At least she’d acquiesced to that much, Grady told himself. Dan shot him a helpless look, and Grady cleared his throat, prepared to be the bad guy. “That was my doing, and I thought letting Vaughn call his dad was a lousy idea from the beginning.”
“I know you did,” she said softly. “My former counselor agrees with you.”
“But the new counselor does not?” Dan surmised.
Paige sucked in a deep breath, her chest rising beneath the lapels of her brown velvet jacket and the plain front of the simple plaid sheath dress under it. “That’s right. He feels Vaughn will benefit from regular, unhindered contact with his father.”

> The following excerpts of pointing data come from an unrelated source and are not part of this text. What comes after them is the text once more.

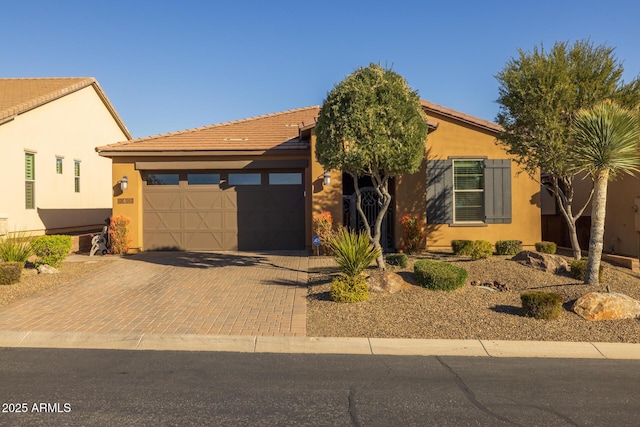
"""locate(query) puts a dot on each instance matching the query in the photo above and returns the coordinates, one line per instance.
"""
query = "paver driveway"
(176, 293)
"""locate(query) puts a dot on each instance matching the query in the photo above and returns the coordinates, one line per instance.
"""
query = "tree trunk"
(375, 236)
(564, 196)
(598, 212)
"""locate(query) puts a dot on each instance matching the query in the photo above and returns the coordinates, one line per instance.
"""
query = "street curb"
(321, 345)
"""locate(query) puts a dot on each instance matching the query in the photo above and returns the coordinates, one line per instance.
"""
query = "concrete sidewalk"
(370, 346)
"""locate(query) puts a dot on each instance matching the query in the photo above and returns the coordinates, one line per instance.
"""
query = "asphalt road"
(121, 388)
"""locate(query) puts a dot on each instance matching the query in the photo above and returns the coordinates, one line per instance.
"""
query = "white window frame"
(456, 191)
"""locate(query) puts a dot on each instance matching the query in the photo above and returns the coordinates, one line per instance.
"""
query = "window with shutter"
(468, 191)
(30, 180)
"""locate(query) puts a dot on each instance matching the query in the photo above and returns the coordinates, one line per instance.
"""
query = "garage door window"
(163, 179)
(285, 178)
(245, 179)
(203, 178)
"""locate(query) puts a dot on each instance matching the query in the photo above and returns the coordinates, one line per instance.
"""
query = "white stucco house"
(54, 181)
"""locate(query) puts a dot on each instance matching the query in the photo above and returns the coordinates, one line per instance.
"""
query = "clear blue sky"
(174, 65)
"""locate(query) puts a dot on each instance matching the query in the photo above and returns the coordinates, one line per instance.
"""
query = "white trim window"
(468, 191)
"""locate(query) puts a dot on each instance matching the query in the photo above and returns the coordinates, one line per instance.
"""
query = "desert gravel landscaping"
(32, 283)
(469, 312)
(466, 313)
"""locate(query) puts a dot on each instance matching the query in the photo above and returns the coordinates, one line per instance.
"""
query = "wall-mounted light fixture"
(327, 178)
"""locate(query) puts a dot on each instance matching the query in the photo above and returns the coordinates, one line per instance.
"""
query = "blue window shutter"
(497, 192)
(439, 192)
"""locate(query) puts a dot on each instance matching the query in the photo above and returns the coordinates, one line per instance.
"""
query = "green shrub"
(10, 272)
(119, 234)
(461, 247)
(15, 248)
(579, 269)
(399, 260)
(508, 247)
(481, 249)
(541, 305)
(546, 247)
(51, 250)
(353, 252)
(349, 289)
(439, 275)
(323, 228)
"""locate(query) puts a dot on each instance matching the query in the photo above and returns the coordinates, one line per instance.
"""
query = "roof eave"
(462, 117)
(193, 153)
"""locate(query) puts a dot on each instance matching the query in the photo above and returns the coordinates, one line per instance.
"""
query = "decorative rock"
(545, 262)
(46, 269)
(387, 282)
(605, 306)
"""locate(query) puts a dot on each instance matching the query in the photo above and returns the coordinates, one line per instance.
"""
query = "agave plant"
(353, 252)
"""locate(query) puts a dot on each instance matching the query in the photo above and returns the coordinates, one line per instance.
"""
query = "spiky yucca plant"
(353, 252)
(607, 142)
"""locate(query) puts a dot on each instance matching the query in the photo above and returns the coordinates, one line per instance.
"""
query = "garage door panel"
(207, 240)
(163, 240)
(203, 220)
(163, 220)
(207, 200)
(167, 200)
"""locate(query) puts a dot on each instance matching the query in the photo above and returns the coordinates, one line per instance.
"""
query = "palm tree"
(607, 142)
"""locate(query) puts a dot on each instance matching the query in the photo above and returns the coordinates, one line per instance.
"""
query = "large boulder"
(607, 306)
(46, 269)
(545, 262)
(386, 282)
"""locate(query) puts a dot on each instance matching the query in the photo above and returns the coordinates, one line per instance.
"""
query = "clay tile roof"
(268, 132)
(19, 95)
(485, 124)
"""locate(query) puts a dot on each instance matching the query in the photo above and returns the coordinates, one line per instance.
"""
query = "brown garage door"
(224, 210)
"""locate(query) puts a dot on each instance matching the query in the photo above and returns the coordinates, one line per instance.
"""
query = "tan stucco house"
(622, 220)
(54, 180)
(254, 184)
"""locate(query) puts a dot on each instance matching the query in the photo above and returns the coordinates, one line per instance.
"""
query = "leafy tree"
(372, 124)
(539, 94)
(607, 142)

“But the old counselor apparently thought it was harmful,” Grady pointed out. Paige took it as a bid for clarification.
“She concluded that talking with his father would keep Vaughn from making peace with his new circumstances.”
“Obviously my brother finds merit in her argument,” Dan said. “I think I agree with them, though I have to tell you that this is not a legal issue. There is nothing at this point to legally prevent Nolan from maintaining contact with your son.”